Hoy me desperté enferma. A pesar de que sea viernes. Y es que ultimamente todos los días me despierto enferma. Además de que necesito 15 minutos o más para levantarme, si es que me levanto.
En la vereda de la casa de al lado (el terreno de Ana Acosta) habia ayer un pajarito muerto. De esos recien nacidos que se caen del nido, o que se cae el huevo con el pichón adentro.
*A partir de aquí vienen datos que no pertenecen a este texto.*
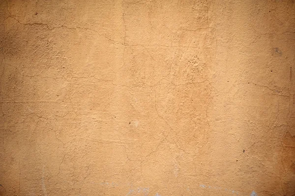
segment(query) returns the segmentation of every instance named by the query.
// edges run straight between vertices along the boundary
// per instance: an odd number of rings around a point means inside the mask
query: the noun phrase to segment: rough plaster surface
[[[0,2],[0,195],[295,194],[294,0]]]

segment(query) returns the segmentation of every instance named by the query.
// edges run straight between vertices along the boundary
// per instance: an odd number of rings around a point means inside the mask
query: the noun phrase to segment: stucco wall
[[[295,194],[294,0],[0,2],[0,195]]]

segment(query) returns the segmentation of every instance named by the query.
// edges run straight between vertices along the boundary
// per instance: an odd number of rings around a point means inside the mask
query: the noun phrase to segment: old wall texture
[[[295,194],[294,0],[0,9],[0,195]]]

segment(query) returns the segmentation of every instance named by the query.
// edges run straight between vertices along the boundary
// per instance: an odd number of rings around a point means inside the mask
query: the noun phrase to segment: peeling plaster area
[[[294,0],[0,0],[0,195],[295,195]]]

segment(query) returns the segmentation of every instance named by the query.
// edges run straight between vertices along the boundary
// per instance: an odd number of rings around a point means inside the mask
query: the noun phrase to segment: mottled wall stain
[[[293,0],[0,10],[0,195],[295,193]]]

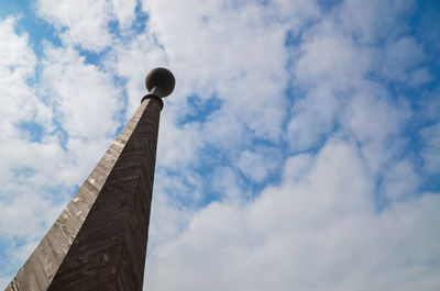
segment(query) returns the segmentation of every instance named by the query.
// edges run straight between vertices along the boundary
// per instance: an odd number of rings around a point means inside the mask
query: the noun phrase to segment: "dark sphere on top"
[[[148,92],[154,88],[158,87],[163,96],[167,97],[174,90],[174,86],[176,85],[176,79],[173,76],[173,72],[165,68],[155,68],[152,69],[145,78],[145,86]]]

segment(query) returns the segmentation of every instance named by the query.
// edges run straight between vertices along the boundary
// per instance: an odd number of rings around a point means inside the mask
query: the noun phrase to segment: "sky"
[[[144,290],[439,290],[439,18],[436,0],[0,0],[0,289],[162,66]]]

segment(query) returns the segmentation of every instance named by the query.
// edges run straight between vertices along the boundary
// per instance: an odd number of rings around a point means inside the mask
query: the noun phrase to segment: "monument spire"
[[[6,291],[141,291],[162,98],[175,87],[165,68]]]

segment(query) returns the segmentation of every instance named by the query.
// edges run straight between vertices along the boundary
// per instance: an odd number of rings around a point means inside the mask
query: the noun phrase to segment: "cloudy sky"
[[[0,289],[145,94],[148,291],[440,289],[436,0],[1,0]]]

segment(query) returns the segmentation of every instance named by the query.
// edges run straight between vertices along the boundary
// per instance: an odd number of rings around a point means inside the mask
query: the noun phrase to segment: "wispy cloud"
[[[59,43],[42,36],[34,51],[16,18],[0,20],[0,283],[134,112],[147,70],[166,66],[177,87],[162,112],[145,290],[438,289],[440,64],[426,22],[439,8],[29,9]]]

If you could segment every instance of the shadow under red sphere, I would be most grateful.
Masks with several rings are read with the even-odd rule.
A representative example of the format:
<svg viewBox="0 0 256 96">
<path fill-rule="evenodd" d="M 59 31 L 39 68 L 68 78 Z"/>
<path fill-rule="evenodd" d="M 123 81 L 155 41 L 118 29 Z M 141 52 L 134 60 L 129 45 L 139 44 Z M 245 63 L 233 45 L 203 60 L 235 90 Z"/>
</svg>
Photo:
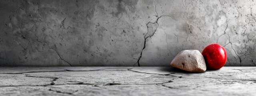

Cuestión que era grande como para estar en el huevo... así que creo que ya había nacido.
Nada, me impresionó mucho, porque yo iba mirando al piso (nose porqué, pero a veces camino mirando al piso, sin levantar la vista ni una vez, sumida en mis pensamientos... al punto que más de una vez me llevé puesto a alguién o un tacho), y lo ví ahi, achuchurrado contra la baldosa, y no es que me detuve a mirar qué era, pero lo percibí al segundo, y fue muy desagradable.
Mucho más impresionante fue cuando esta mañana, saliendo de mi casa, y pasando por la vereda del terreno de Ana Acosta, volví a verlo, ahí tirado, más aplastado y deforme que el día anterior. Y tampoco es que lo miré detenidamente ni mucho menos.
¿Después de ésto y de la comida del comedor, como no voy a empezar a odiar el pollo?